WASHINGTON Certificates of Insurance/Apparent Authority
On a certified question from the Ninth Circuit, the Washington Supreme Court has declared that a statement that an authorized agent made in a certificate of insurance extending additional insured coverage to an affiliated corporation was binding on the insurer even though the policy itself was not intended to insure that entity. While agreeing that a certificate of insurance is not the same as a policy and does not ordinarily convey coverage rights, the Supreme Court ruled in T Mobile USA v. Selective Ins. Co. of America, No. 96500-5 (Wash. Oct. 10, 2019) that the certificate had binding effect in this instance because it contained representations made by an authorized agent of Selective that explicitly named T Mobile USA as an additional insured. The court found that "Otherwise, an insurance company's representations would be meaningless and it could mislead without consequence."
OTHER DEVELOPMENTS OF NOTE
Inside the Insurance Industry
The International Underwriting Association reports that gross premiums underwritten by the London Market rose 8% to nearly $35 billion in 2018, continuing 2017’s positive growth trend.
Cyber Claims Update
Here is the latest newsletter from Morrison Mahoney’s cyberclaims group.

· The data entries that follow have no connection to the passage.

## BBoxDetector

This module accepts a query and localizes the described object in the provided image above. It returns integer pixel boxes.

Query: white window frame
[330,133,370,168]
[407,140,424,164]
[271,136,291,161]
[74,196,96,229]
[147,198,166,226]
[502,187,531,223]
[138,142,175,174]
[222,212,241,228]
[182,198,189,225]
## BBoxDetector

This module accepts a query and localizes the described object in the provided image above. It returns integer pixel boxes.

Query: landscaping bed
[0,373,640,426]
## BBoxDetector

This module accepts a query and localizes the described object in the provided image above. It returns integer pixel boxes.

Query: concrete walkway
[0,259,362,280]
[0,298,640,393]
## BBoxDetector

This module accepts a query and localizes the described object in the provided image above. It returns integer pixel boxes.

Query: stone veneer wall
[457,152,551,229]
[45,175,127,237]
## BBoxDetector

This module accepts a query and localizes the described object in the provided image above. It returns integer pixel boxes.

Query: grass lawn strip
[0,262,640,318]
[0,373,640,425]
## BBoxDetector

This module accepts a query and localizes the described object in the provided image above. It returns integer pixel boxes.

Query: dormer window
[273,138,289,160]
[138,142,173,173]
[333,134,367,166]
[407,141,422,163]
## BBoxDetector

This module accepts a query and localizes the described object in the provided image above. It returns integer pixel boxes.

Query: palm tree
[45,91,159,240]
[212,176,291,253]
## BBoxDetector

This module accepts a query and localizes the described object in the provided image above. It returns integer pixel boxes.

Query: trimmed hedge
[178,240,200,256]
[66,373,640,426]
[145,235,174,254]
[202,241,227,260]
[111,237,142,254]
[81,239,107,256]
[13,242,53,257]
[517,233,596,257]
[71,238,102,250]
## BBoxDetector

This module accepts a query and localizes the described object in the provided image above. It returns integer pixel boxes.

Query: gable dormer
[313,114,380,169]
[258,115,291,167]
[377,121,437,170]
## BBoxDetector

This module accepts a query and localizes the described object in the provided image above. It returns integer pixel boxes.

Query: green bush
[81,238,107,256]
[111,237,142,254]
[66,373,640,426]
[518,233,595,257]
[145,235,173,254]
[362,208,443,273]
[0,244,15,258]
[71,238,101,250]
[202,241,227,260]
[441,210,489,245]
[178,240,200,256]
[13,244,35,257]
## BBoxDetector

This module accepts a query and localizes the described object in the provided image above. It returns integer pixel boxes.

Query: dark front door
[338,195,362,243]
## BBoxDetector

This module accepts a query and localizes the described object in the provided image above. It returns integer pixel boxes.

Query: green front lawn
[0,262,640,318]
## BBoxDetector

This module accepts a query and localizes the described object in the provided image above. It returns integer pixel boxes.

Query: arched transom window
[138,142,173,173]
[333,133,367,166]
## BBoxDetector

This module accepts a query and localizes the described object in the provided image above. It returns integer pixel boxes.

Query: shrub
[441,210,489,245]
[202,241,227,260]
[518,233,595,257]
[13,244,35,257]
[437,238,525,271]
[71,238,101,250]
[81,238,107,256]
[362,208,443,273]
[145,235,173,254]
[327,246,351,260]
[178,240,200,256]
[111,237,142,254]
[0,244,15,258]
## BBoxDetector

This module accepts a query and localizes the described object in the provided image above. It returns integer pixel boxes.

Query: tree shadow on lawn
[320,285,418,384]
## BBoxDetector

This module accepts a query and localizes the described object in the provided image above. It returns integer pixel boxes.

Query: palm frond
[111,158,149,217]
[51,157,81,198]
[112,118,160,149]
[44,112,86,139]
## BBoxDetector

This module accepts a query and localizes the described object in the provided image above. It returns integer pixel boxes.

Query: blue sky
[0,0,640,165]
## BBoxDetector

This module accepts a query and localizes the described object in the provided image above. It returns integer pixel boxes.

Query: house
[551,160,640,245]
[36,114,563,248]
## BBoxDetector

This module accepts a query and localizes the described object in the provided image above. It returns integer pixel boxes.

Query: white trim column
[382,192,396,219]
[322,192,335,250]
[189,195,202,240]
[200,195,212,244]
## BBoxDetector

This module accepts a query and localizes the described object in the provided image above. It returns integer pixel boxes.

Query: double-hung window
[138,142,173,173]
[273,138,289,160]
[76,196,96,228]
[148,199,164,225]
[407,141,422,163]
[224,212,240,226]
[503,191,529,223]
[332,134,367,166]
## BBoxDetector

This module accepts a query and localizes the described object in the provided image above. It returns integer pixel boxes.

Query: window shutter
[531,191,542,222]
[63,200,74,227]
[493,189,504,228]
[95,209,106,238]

A new report on cyberclaims that Chubb issued last Friday finds that ransomware attacks during the first half of 2019 exceeded those for all of 2018 and are continuing to rise. The report found that 23% of these attacks were against manufacturers with professional services lines accounting for another 30 percent. The report observed that "Manufacturing companies are more likely to be targeted because of their need to quickly restore operations, and professional service firms, which rely heavily on email, are often affected because of vulnerabilities associated with phishing attacks. However, ransomware can affect any company, regardless of size or industry."
Restating the Law
Boston partner Michael Aylward was featured in the American Law Institute's latest newsletter discussing his experience as an Adviser on the controversial Retatement of Law, Liability Insurance.
The Next Big Thing
The Alaska Supreme Court will hear oral argument this week as to whether a trial court erred in dismissing a lawsuit brought by a group of young people who claim that the State’s public policy of fostering fossil fuel development is endangering the climate and affecting their future.
New Coverage Litigation
Continental Insurance filed suit against the Diocese of Buffalo on October 3 seeking a declaration that policies that it allegedly issued during the 1970s do not cover allegations that the Diocese concealed and facilitated sexual abuse for decades.